Truth was crucial, particularly given the abundance of misinformation that has spread surrounding the protest. Aside from minimal establishing shots, the film relies almost entirely on footage captured by those present. Building trust took time and eventually extended to the protest’s most mythologized figure, the man known as Van Man, who stopped the deportation van by climbing underneath it and refusing to move. To protect his identity, Bustos Sierra  came up with a bold solution: asking Oscar and BAFTA winning actress Emma Thompson to step into the role, speaking his words verbatim from under a mockup of the van. Thompson, who had reached out to express her admiration for Nae Pasaran, agreed immediately and also served as an executive producer on the film.

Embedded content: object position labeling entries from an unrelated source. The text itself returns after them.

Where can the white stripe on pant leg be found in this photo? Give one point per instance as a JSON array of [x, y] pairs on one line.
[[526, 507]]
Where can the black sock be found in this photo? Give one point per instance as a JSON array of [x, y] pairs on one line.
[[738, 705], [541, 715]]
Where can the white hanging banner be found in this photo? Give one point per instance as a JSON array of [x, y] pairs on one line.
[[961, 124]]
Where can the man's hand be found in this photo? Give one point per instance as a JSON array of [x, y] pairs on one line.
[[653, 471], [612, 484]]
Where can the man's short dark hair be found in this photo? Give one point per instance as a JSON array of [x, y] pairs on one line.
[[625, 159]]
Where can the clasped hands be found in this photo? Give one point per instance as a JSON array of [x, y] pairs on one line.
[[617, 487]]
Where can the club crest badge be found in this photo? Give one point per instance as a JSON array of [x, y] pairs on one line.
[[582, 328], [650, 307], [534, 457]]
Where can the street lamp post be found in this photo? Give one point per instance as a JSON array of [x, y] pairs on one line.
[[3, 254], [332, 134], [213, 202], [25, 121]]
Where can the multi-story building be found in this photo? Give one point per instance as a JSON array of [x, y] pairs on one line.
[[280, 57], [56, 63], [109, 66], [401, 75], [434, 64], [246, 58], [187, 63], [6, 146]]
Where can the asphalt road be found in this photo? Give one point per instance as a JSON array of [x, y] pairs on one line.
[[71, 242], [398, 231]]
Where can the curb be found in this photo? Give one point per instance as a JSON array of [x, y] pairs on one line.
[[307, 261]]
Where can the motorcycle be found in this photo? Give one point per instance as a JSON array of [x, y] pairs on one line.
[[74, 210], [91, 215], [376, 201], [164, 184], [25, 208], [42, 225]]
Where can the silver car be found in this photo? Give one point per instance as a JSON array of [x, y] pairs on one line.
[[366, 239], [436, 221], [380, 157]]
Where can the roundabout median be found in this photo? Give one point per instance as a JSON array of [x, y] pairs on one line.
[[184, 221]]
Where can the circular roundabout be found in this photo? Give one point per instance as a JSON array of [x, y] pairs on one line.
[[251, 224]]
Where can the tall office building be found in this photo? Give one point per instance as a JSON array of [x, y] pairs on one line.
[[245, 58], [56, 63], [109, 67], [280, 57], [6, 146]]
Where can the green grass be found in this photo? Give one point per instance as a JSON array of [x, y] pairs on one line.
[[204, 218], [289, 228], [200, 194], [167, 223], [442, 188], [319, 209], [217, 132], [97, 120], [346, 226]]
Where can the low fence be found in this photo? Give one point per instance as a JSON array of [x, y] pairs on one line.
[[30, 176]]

“It’s amazing what she can bring to just a few moments in the film.”

Before Thompson joined, Bustos Sierra recorded the lines himself as a placeholder. When she performed them, the impact was immediate. “When she started doing it, I was like, ‘Oh my God, this is gonna be fucking great.’” She delivered the rest in one take. “It’s amazing what she can bring to just a few moments in the film,” he says.

Everybody To Kenmure Street is less about a single act than about what can be achieved by a unified front standing up to injustice. By showing how ordinary people organized themselves in real time to protect their neighbors, Bustos Sierra’s film insists that power is not abstract or distant. It is, as Kenmure Street demonstrated, already in the hands of those willing to show up — and who live by the ethos: I won’t be afraid, just as long as you stand by me.